The nutritional transition observed in recent decades, characterized by increased consumption of ultra-processed foods and a reduced demand for natural foods and home meal preparation, reflects profound changes in family eating habits and lifestyles. These transformations have contributed to dietary patterns that favor the development of nutrition-related noncommunicable diseases [37]. According to the Nutrition Transition Model, the pace and nature of this process vary across countries and population subgroups. While most high-income countries, and an increasing number of low- and middle-income nations, are currently in advanced stages of this transition, the phenomenon can be attributed to multiple social and structural factors, including greater participation of women in the workforce, changes in traditional family structures, and time constraints that limit opportunities for cooking and the intergenerational transfer of culinary skills [38,39]. Such shifts have consequently reduced family influence on children’s eating behaviors. Nevertheless, as highlighted in the Nutrition Transition framework, this trajectory is not inevitable. With strong political commitment and the implementation of public policies that promote healthier food environments, it is possible to slow or even reverse the shift toward diets dominated by ultra-processed products [39].

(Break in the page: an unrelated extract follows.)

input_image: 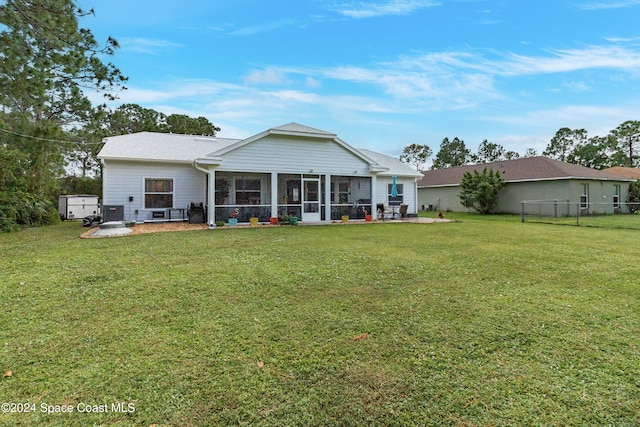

The limitations of this study include its restricted representativeness, as the sample was drawn exclusively from the southern region of Brazil and recruited by convenience from a small number three schools located in the capital city. These factors may limit the generalizability of the findings to other regions or to the national level. Despite this limitation, we included children and adolescents from public and private schools covering different socioeconomic and ethnic groups for a broader representation of the Brazilian population. Furthermore, the topic addressed here involves different perspectives and is subject to a variety of beliefs, myths, and convictions that may have influenced the participants’ responses.
5. Conclusions
This study demonstrated that healthier parental cooking practices are positively associated with more adaptive eating behaviors in children, characterized by lower food fussiness, food refusal, and satiety responsiveness, and by higher enjoyment of food. In addition, older children tended to be more involved in cooking tasks, while younger children participated less frequently but engaged in activities appropriate to their developmental stage. These findings emphasize the importance of supporting families in developing healthier and more confident cooking habits as part of comprehensive strategies to foster positive eating behaviors in childhood. Encouraging parental engagement in home cooking, and the active involvement of children in meal preparation, may contribute to healthier food preferences, greater food autonomy, and the prevention of diet-related disorders across the lifespan.